I'm Christian by upbringing, agnostic by belief, cynical by temperament, broadly scientific in approach, and looking for answers. My main interest at the moment is in turning my current disengaged shrug into at least a working hypothesis.

5 responses to “An Olympic-sized sense of privilege”

  1. Pam Smith says :

    To my surprise I thought it was great, and everything in it was very well thought out.

    The inclusion of hymns that had a wider significance to non-churchgoers reflected our ‘Christian heritage’ culturally in a way that was accessible to non Christians and Christians alike.
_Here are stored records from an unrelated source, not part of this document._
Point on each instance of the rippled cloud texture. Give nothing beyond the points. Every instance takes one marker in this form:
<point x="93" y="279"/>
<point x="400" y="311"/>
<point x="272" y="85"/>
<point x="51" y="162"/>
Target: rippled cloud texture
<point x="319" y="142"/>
    I was quite surprised and, to be honest, a bit irritated to see complaints that this was not enough. .

  2. Joan Barleycorn says :

    People who criticised on the basis you’ve put forward would be very difficult to please and rather out of step with anything resembling popular culture. What did they expect? Maybe they need a gentle reminder that the games originated prior to Christianity? And how, exactly, could they have shown a more Christian heritage? A tableau of the Reformation? (A few re-enacted burnings, perhaps?) I write this as a Christian with a strong grasp and appreciation of life within a tolerant, secularised culture, who prefers a blast of the Specials to high brow chorales – though I appreciate these in the appropriate context – or massed evangelical gospel choirs.

    Cultural elitists may have been disappointed; me, I thought it was pretty neat.
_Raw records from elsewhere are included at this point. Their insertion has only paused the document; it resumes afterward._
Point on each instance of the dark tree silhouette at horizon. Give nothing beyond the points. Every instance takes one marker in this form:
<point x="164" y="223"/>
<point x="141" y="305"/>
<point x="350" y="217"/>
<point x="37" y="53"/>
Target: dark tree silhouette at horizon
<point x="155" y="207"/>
    • Recovering Agnostic says :

      I know, but what can you do? I have a tendency to moan and whinge myself, so I have to watch my step, but it does seem a rather strange objection.
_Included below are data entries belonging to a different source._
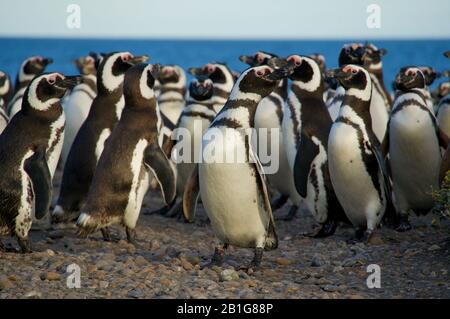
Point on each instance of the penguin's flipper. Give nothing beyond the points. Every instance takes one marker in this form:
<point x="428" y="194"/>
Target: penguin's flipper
<point x="272" y="238"/>
<point x="156" y="160"/>
<point x="37" y="169"/>
<point x="190" y="196"/>
<point x="306" y="154"/>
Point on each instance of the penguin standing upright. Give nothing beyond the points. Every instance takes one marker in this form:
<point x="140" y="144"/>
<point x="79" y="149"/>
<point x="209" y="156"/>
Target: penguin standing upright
<point x="25" y="146"/>
<point x="172" y="92"/>
<point x="132" y="153"/>
<point x="28" y="70"/>
<point x="357" y="168"/>
<point x="222" y="78"/>
<point x="230" y="177"/>
<point x="309" y="163"/>
<point x="268" y="117"/>
<point x="78" y="103"/>
<point x="89" y="142"/>
<point x="413" y="140"/>
<point x="193" y="122"/>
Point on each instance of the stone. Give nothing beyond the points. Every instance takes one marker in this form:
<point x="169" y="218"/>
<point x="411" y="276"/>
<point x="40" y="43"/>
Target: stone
<point x="228" y="275"/>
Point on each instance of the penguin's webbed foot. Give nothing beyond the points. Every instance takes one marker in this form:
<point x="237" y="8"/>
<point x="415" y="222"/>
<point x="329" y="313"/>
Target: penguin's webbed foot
<point x="290" y="215"/>
<point x="218" y="257"/>
<point x="279" y="202"/>
<point x="25" y="246"/>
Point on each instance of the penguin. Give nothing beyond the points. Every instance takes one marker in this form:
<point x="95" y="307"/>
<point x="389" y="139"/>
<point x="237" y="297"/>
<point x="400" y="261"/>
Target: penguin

      I think the idea is that it depicted our history, and lots of good things came from the church (an assertion that may require additional evidence), so the church should have had a prominent role. Just as (presumably) there should have been a parade of drugs and hookers to go with the celebration of our pop and rock music heritage, as an illustration of what made all this possible. 😉

  3. John Barleycorn (no relation) says :

    What upset me was the lack of Morris dancers. Seb Coe promised us 5000. Where were they? (I was there with my bells on but they wouldn’t let me in!)